The Lovely Colors of My Homeland...





Kemal Qonurat


The Fore-Runners of the Crimean Tatar Literature
Two Poems about Yousuf

The extremely fabulous Biblical-Koranic story about Joseph/Yousuf and his brothers drew attentions of authors of different times and nations. The first Turkic-Muslim poets who had taken up the story to write their narrative poems appear to be, as we find out now, the poets of XIII с Mahmud Kirimli, a Crimean, and a certain Ali, a Turk. Ali's poem is called "Qissa-i Yusuf" (the Tale about Yousuf), while Mahmud's one is named "Hikayet-i Yusuf ve Zeliha" (The Story of Yousuf and Zeliha).

We know almost nothing about these two poets. The one thing known about Ali is that he had written his poem in 1233. There is no data about where Ali had been born and lived. Having studied the vocabulary and the grammatical forms of his literary work different lurcologists have supposed him to be of Turkish, Trans-Volgine, the Crimean or the Middle Asian origin. Now it's almost a century that the Kazan Tatars insist upon the affirmation that Ali was of Kazan born and therefore is the initiator of their national literature.

As for Mahmud Kirimli, his second name indicates to his Crimean origin. And that's all! We don't know the most important thing about his poem – the year when it was written. And what is more, Mahmud's narrative poem came to us not in the form of he author's original text. What came to us is a translation of the poem to Turkish, carried out by Ali – the son of Khalil.

Up to our days there existed only one manuscript of Mahmud's poem – the one kept in the Duke's Library in Gota.
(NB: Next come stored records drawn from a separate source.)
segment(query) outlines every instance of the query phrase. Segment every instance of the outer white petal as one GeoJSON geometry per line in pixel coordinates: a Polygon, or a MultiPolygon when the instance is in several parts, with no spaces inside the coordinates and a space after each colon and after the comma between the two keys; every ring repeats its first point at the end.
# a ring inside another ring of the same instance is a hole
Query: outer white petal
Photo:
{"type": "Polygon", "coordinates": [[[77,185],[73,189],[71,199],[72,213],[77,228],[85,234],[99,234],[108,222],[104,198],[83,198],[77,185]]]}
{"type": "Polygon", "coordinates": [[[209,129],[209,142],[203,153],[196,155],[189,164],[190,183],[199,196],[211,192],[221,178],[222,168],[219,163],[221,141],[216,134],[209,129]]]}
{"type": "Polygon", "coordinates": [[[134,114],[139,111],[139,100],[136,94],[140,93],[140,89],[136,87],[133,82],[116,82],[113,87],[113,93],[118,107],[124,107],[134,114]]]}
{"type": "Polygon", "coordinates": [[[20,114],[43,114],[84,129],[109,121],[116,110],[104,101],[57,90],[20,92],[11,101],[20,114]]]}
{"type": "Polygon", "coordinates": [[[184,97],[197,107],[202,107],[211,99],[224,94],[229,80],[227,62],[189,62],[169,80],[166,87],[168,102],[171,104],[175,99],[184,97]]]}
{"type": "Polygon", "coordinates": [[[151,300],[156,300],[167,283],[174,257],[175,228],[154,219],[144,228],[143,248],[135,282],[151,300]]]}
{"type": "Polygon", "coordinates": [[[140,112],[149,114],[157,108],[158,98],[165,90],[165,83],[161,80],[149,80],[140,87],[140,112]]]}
The text of the poem had never been published before and the only scientific research concerning the poem was an article by a Russian orientalist N.A.Falev, written in 1913.

Fortunately in late 50-es there was found another manuscript of Mahmud's Turkish translation of the poem, the faximily of which, in Arab letters was published in 1960 in Istanbul by I.H.Ertaylan. We here transcribed it into Latin script which gave us the opportunity to learn the poem preliminarily and to come to certain conclusions.

If one reads Ali's poem, the "Qissa" and Mahmud's "Hikayet" in any successive order he'll be puzzled over their astonishing resemblance. The likeness between the two poems is so close that one can't get rid of the impression that they are copied from one another. Such a similarity verging on plagiarism can be satisfactorily explained only through the assumption that one and the same author worked on both of the poems. Striking parallelisms are seen not only in the developments of the plots of the poems, in the succession of events but also in author's additions to the text and their stylistic ornamentations. Another plan of "strange" coincedences lie in the characteristic word-stock of the two poems.

All those enumerated correspondences between the poems speak in favour of the supposition that the translator of Mahmud Kirimli's poem into Turkish and the author of the original poem "Qissa-i Yusuf" written in Turkish is one and the same author - Khalil's son Ali.

Then who might that Ali have been? If we take into concideration the fact that Ali had finished his original poem in 1233 then he might have come to the Crimea earlier. That date brings us back to the years 1221-22 when Selchuk Turks under the leadership of Husametdin Choban-bey crossed the Black Sea and took over the town Sudak. The Turks left a military garrison in the town. Later, after the Mongol invasion these Turkish soldiers mixed up with the local Crimean population and became a part of the bearers of the southern dialect of the Crimean Tatars.

We presume that Ali had been a religiously learned person. Up to the date 1233 there were no Turkish poets in Anatolia. Having come to the Crimea he got aquaintanced with the Crimean poet Mahmud, who somewhere in 1220-ies had finished a narrative poem about Joseph written in the vernacular Kuman/Crimean Turkic. Ali firstly translated the poem into Turkish to assist his fellow countrimen to understand it. Later, after Mahmud's death, assured that he is versed better in the art of verse he decided to write his own original narrative poem about Yousuf/Joseph. Living in the Crimea he had been forced by the circumstances to colour his poem richly with the Crimean-Turkic vocabulary. From that we conclude that Mahmud Kirimli and Ali are the fore-runners, the heralds of the Crimean Tatar literature.